Kunsthistorisches Institut

Dr. Sylvia Stephan

Das körperwiderständige Schmuckobjekt: Autorenschmuck in Europa seit den 1960er Jahren

Mit "Autorenschmuck" wird eine bestimmte Sparte von Goldschmiedeschmuck untersucht, die sich in der zweiten Hälfte des 20. Jahrhunderts ausbildet. Dieser unterscheidet sich von der übrigen Schmuckgestaltung in der Betonung auktorialer Individualität. In Auseinandersetzung mit bildkünstlerischen Verfahren entwickeln die Goldschmiede individuelle gestalterische Ansätze, die den konventionellen Form-, Material- und Bearbeitungskanon des Goldschmiedehandwerks infrage stellen und entgrenzen. Das Schmuckstück wird dadurch nicht nur zu einer Signatur des Goldschmieds, sondern auch körperwiderständig. Das bedeutet, dass es nur noch sehr eingeschränkt der Urfunktion von Schmuck als Mittel sozialer Selbstauszeichnung gerecht wird.
Ausgehend von diesen Beobachtungen, wird in der Untersuchung die These der performativen Körperwiderständigkeit als eines spezifischen ästhetischen Erfahrungsmodus entwickelt.

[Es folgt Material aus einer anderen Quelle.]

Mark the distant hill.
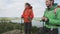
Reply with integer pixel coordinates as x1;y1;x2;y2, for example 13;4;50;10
0;17;41;20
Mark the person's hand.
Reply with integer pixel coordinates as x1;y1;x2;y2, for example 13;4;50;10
21;15;24;19
45;17;48;22
27;17;31;21
41;16;45;21
41;16;48;22
21;16;23;18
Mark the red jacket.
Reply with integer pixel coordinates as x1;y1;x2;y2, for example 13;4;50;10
22;6;34;22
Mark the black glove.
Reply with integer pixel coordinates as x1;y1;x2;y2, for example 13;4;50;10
21;16;24;18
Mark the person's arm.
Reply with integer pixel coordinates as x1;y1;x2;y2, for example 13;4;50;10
21;11;25;18
28;9;34;20
49;18;60;25
41;11;46;22
49;9;60;25
30;9;34;19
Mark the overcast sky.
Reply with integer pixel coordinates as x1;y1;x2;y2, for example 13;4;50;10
0;0;60;17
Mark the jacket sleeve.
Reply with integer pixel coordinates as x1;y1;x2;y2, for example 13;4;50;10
49;9;60;25
29;9;34;19
21;14;24;18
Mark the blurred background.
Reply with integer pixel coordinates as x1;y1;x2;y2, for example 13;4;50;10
0;0;60;34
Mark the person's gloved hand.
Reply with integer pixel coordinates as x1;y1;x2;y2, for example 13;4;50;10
41;16;49;22
45;17;49;23
27;17;32;21
41;16;45;22
21;16;24;19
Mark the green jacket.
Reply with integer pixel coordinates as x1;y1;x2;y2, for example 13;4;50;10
44;3;60;28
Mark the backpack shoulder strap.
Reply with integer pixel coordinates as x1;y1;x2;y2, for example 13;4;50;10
54;8;57;16
54;5;60;16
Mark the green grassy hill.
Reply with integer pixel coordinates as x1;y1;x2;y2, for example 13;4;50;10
0;22;21;34
0;17;39;34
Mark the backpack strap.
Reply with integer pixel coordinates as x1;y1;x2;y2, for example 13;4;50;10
54;8;57;16
54;5;60;16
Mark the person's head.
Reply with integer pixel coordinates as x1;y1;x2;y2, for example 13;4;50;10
25;3;31;8
45;0;54;7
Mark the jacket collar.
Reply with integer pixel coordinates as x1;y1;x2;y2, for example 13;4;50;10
46;3;58;11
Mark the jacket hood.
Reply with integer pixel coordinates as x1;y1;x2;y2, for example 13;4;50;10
25;6;32;9
28;6;32;9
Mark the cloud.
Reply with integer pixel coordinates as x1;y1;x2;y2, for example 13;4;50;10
0;0;25;17
0;0;60;17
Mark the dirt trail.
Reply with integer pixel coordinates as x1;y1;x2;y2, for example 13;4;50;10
2;29;24;34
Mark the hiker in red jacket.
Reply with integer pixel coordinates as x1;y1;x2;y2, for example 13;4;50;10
21;3;34;34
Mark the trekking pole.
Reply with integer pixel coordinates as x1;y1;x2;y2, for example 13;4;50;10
43;21;45;34
34;18;45;34
40;20;45;34
20;18;23;34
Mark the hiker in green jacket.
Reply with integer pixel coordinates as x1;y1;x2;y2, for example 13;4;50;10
41;0;60;34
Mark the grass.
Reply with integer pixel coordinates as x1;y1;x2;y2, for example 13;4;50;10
0;22;21;34
0;17;39;34
0;22;38;34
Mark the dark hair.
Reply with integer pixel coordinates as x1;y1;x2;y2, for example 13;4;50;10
50;0;54;4
50;0;54;1
25;3;31;6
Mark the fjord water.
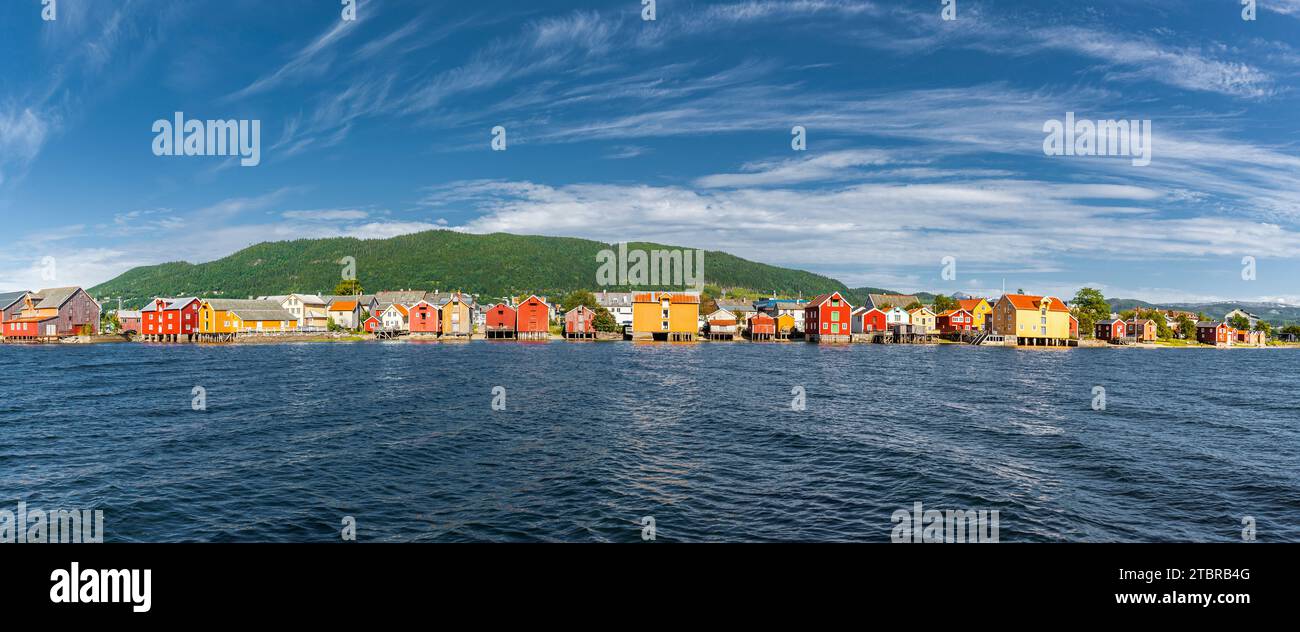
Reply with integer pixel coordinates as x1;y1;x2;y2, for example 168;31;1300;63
2;342;1296;542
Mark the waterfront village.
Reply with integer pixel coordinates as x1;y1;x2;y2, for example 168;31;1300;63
0;286;1287;348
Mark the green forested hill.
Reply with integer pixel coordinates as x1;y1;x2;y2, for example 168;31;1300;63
89;231;859;307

Er kann sich im Umgang mit den Schmuckarbeiten über die Rezeption resp. Applikation am Körper einstellen. Um Aussagen über die Wirkung des Autorenschmucks im Moment seiner Aneignung zu gewinnen, wird zunächst die Körperwiderständigkeit als sein strukturelles Grundmerkmal auf formaler, inhaltlich-symbolischer und funktionaler Ebene untersucht. Sie verortet ihn an der Schnittstelle von angewandter und bildender Kunst und lässt ihn zwischen Schmuckstück und Kunstobjekt changieren.